Delisting of Chinese ADRs
On December 2, 2020, the House of Representatives passed the Holding Foreign Companies Accountable Act, which was approved by the Senate in May 2020. The bill would bar Chinese companies from listing shares on U.S. exchanges unless they allow the Public Company Accounting Oversight Board to audit their financial records. If the bill is signed into law, Chinese companies would have three years to comply before their shares are delisted.
Separately, on November 12, 2020, former President Donald Trump signed an executive order that prohibited U.S. investors from holding shares of companies that are owned or controlled by the Chinese military. The order prohibited the purchase of companies with Chinese military links beginning on January 11, 2021. Investors have until November 11, 2021, to divest any existing holdings.

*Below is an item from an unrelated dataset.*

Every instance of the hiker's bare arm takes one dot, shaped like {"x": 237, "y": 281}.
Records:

In response, S&P Dow Jones Indices said it would remove 10 companies from its indices, including shares of contract chipmaker Semiconductor Manufacturing International Corp (SMICY). FTSE Russell has removed multiple Chinese companies from its indices.
China Telecom (CHA) told investors the executive order might impact the trading prices of its ADRs. Its shares shed more than 20% of their value following the announcement of the executive order. Although Trump lost his reelection campaign, President Biden has yet to rule on how he plans on handling China and whether the tariffs or Trump's executive orders will remain in place.